Jakarta NoSQL: Why JPA Is Not Enough for the AI Era

Jakarta NoSQL provides a familiar Java programming model while preserving the strengths of document, graph, key-value, and AI-driven vector databases.

Otavio Santana

CORE ·

Jun. 19, 26 · Analysis

Likes (1)

Comment

Save

2.2K Views

The most effective way to present this idea is to begin with the challenge architects face: AI has transformed the persistence landscape. Enterprise applications were once built almost exclusively on relational databases, making JPA a keystone of Jakarta EE.

Today, modern systems use a mix of relational databases, document stores, caches, graph engines, and increasingly, vector databases that support semantic search, retrieval-augmented generation (RAG), and AI-powered applications. Polyglot persistence is now the industry standard. While Jakarta EE standardized relational persistence through JPA, it still lacks a vendor-neutral standard for non-relational persistence. This gap forces developers to rely on fragmented, proprietary solutions, creating barriers to portability, productivity, and innovation.

The rise of AI makes this gap critical. Vector databases are now essential to intelligent systems, supporting semantic search, embeddings, and contextual retrieval. For Jakarta EE to remain the leading enterprise Java platform in the AI era, it must offer a standardized approach to NoSQL persistence, as it did for relational databases. Jakarta NoSQL is not just another specification; it constitutes a strategic investment in the ecosystem's future. By offering a familiar programming model, reducing vendor lock-in, and integrating with AI workloads, Jakarta NoSQL ensures that Jakarta EE remains relevant and competitive for the next generation of enterprise applications.

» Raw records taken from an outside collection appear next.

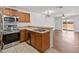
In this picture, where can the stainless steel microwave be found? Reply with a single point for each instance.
(9, 19)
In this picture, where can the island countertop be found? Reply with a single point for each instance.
(35, 29)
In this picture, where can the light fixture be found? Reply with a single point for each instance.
(63, 16)
(48, 13)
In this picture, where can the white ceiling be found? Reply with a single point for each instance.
(67, 10)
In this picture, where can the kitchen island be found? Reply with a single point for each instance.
(39, 37)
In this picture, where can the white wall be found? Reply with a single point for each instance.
(58, 23)
(39, 20)
(76, 23)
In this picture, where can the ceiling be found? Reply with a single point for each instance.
(56, 10)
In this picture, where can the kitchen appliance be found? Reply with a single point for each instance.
(9, 22)
(11, 39)
(9, 19)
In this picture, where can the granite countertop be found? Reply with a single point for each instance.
(34, 29)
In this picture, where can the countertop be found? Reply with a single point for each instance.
(32, 28)
(8, 32)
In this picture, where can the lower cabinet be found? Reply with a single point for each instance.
(40, 41)
(23, 35)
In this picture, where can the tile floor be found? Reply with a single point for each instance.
(25, 48)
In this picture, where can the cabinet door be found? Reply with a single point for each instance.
(33, 39)
(6, 11)
(27, 16)
(9, 12)
(45, 41)
(23, 17)
(38, 43)
(22, 36)
(26, 36)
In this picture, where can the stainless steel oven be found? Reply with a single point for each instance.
(11, 39)
(9, 19)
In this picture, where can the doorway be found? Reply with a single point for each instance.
(68, 24)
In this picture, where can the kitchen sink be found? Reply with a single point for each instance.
(40, 30)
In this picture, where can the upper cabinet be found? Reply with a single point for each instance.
(9, 12)
(23, 17)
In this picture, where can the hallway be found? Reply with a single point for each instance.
(66, 41)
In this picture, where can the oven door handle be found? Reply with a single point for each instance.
(2, 45)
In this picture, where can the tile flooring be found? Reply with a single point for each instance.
(25, 48)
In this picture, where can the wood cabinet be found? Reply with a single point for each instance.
(40, 41)
(23, 17)
(23, 35)
(9, 12)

NoSQL in the AI Era: Understanding the Modern Data Landscape

For years, enterprise data persistence focused on relational databases. Systems relied on tables, rows, foreign keys, and SQL, making relational technology the standard for business applications. While still essential, modern architectures now use polyglot persistence, where multiple database types coexist, each satisfying specific requirements.

Today, NoSQL refers to a family of database paradigms, each engineered for specific workloads and architectural needs, rather than just document databases.

Key-value databases store data as key-value pairs, enabling fast lookups and low latency. Typical uses include caching, user sessions, feature flags, and temporary application state.
Document databases store data as structured documents, such as JSON or BSON. They are effective for applications having hierarchical or evolving schemas, including web applications, e-commerce platforms, and content management systems.
Column-family databases organize data by columns instead of rows, supporting high write throughput and horizontal scalability. They are used for IoT telemetry, event logging, analytics, and large-scale distributed systems.
Graph databases model entities and relationships as nodes and edges. This structure is ideal for social networks, fraud detection, recommendation engines, dependency analysis, and knowledge graphs in which relationships are critical.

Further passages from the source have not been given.